Poso sus manos en su barbilla la frotó levemente sin dejar de mirarme, esas orbes brillaban lúcidas, analizándolo todo.
—No, yo te conozco Trunks briefs, incluso más que tu mismo y sé que no actuarás indiferente a esto.
Ella se revelo como una fuerza misteriosa; manipuló nuestra historia y la modifico a través del péndulo, podría contrabalancear o tergiversarlo.
Su voluntad me dictaba proseguir en contra del promotor de sus disgustos.
Pero era indigno de mi.
— Debería haber escogido a alguien más grande.
Sonrió presa de ceñir a la razón, pero delegó lo absoluto.
—¿Grande? ¡Pero muchacho!, no e visto nada más avezado en la persistencia mortal que la esperanza.
Espetó naturalmente con un gesto expoliador de intrepidez divina; rédito de una adquisición absolutista y universal, las posibilidades eran infinitas.
«Y yo» me encuentro frente a un juicio de aleteos ajenos, incapaz de negarme a la imprevisibilidad del consorte y la petición de sus manos; exageradamente pequeñas. Palabras de una boca demasiado grande con los regateos de una mente privilegiada; intencionalmente titánicos como idolatrados por la humanidad aun ignorante de tanta belleza pero: «¿rehacer nuestra línea de tiempo?».
Otra vez ese predicamento recae en sus manos.
Destruir lo que apenas empezó a cultivarse en el oscuro fondo de ese abismo sepulcral —«¿cómo hacerlo?»— él le pidió que jamás volviera.
Aún después de interminables batallas; así es difícil retroceder, es imposible reparar en lo escrito.

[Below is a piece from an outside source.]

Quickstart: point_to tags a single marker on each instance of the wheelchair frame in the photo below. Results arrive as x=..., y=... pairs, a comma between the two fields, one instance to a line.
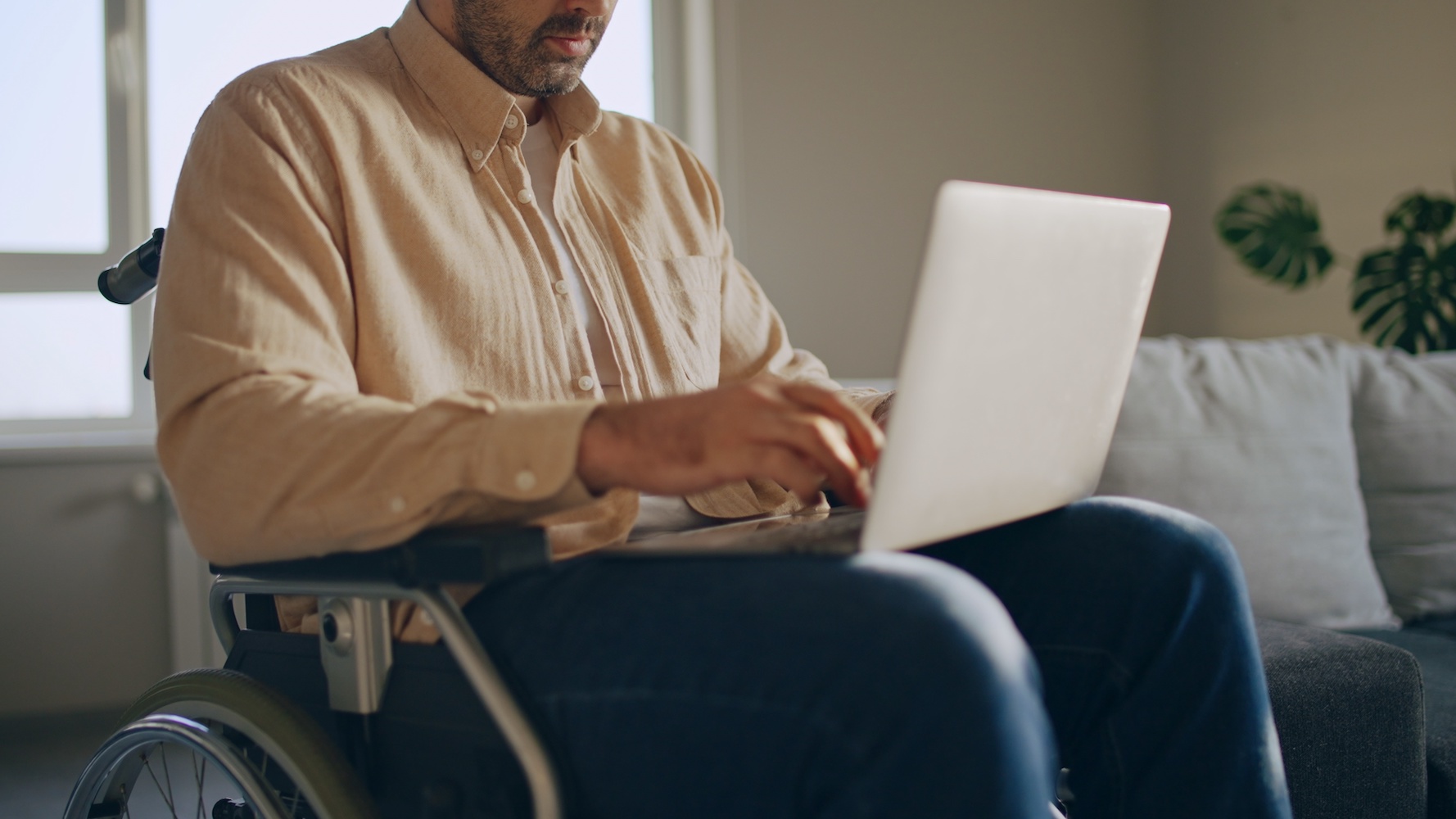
x=357, y=646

— Se lo retribuiré pero no sin su permiso— cedo sin poder evitarlo.
Sonríe con el entusiasmo y la sagacidad de una niña aislada.
Su actitud cambia, dejando espacio a mi perplejidad, su atención sobre mi se disipa, parpadeó, fue algo repentino y confuso. Ahora prescribe pero con un mal simulado interés sobre otra vida escrita, prendida sobre esa esencia verdosa, ése canal mágico, frío y enigmático con aspavientos estrambóticos hacía otro paradigma imposible.

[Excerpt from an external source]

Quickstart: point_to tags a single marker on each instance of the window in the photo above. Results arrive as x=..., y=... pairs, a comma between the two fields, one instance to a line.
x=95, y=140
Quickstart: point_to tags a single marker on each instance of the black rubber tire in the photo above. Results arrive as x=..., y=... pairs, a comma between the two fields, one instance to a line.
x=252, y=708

Presa de una ambición infantil y irrealizable. Pero jamás humana, la causa y efecto no deja decaer su sensatez.
—Bardock— suelta con una congoja susurrante.
Cuando comparto su visión soy consciente de la magnitud de su incógnita.
—No se preocupe. Yo mismo reclutare a los miembros de la patrulla del tiempo.
Y me retiró sin ninguna muestra de cortesía, aún prisionero de la incertidumbre.
No debo mirar hacia atrás, sin embargo no puedo dejar de hacerlo, me obsesiona. Para mi solo existe la existencia irremisible de esta área utópica; caóticamente equilibrada por la tecnología y las posibilidades, afrontar la cadena fronteriza entre el tiempo bajo la déspota dimensión del segundo panteón divino, era algo difícil de digerir pero estaba dispuesto a ayudar.
Por ellos
El resto de mi existencia se ha esfumado con la densa niebla que divide el universo; solo aquí, en donde me llaman el Guardián del Tiempo: existo.